Cieply: Academy Increasingly Foreign, Indie
Interesting if inconclusive piece in yesterday's NY Times by Hollywood insider (and frequent source of my disappointment) Michael Cieply on the Academy and its battle to reign in new membership.
The battle began in 2004 and has resulted in a slight increase in executive membership, along with decreases in acting and writing memberships, but the biggest change, unnamed in the piece, is a tendency toward political correctness: more foreigners, more indie filmmakers.
Producer Lianne Halfon gets asked to join but not her production partner Russell Smith, who has virtually the same curriculum vitae. Mexican actress Adrianna Barraza, nominated for the nanny role in "Babel," gets asked, but not recent American nominees Ellen Page, Casey Affleck and Amy Ryan. Cieply writes: "...roughly a quarter of the 115 new members invited in 2007, for instance, worked on films like “Pan’s Labyrinth” and “The Queen” — and those from the independent film world."
Unmentioned, and probably unknown, is whether this percentage (1/4) of new foreign and indie members is unusual. I assume it is.
Unasked is whether the Academy, which is a Hollywood and thus American institution, should lean toward foreign membership, when most countries have their own version of the Academy Awards. What's the point in going international? Does it make sense, and, if so, what kind of sense: cultural (the world is shrinking) or economic (increased viewership abroad at the expense of viewership at home)?
The result of this trend, if it is in fact a trend, is, Cieply writes, the promise of more indie and foreign-flavored movies like "Babel" and "Little Miss Sunshine" getting nom'ed at the expense of mainstream and commercial films.
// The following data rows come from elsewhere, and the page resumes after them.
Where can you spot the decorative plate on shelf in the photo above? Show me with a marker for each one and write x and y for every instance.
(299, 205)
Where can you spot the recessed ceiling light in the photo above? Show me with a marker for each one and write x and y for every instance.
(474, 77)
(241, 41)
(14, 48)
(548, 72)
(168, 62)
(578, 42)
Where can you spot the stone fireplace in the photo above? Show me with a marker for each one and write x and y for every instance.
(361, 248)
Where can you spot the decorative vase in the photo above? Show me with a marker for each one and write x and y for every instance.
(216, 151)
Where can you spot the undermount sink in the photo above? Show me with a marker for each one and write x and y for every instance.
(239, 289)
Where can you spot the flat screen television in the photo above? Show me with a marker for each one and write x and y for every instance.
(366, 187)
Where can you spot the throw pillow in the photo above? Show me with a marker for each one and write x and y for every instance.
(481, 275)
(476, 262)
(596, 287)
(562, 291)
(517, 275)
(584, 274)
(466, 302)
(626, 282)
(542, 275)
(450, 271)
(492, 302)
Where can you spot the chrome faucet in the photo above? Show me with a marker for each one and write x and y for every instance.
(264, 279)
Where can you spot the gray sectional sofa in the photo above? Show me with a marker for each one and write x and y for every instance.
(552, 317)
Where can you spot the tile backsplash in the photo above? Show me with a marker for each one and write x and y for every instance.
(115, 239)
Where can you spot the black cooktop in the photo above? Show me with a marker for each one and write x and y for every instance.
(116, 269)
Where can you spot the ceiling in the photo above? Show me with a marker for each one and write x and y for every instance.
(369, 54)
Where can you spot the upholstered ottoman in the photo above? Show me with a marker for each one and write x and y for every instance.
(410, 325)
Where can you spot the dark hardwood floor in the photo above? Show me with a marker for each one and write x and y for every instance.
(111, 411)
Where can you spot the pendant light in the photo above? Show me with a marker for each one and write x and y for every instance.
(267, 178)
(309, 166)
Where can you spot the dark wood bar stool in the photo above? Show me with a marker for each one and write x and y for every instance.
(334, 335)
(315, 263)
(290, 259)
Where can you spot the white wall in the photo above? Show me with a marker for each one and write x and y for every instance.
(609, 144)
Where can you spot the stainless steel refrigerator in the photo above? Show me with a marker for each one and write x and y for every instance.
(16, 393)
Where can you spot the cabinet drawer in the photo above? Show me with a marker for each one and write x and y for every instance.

But is that the question? How's this for a question? Which commercial and mainstream films should've gotten nom'ed in place of "Babel" and "Little Miss Sunshine"? Do the studios make those kinds of films anymore? I'm not talking "Gone with the Wind." I'm talking "Dances with Wolves" and "The Silence of the Lambs" and "A Few Good Men" and "Apollo 13," all of which wound up among the top 5 box office hits for their respective years in the 1990s and all of which got nom'ed. If "Dances with Wolves" was released this year, how many theaters would it wind up in? Enough? Or would it be considered a prestige picture and given to us in dribs and drabs?
The problem isn't just the Academy or its changing membership. What top 10 box office hit of the last five years has been worth nominating?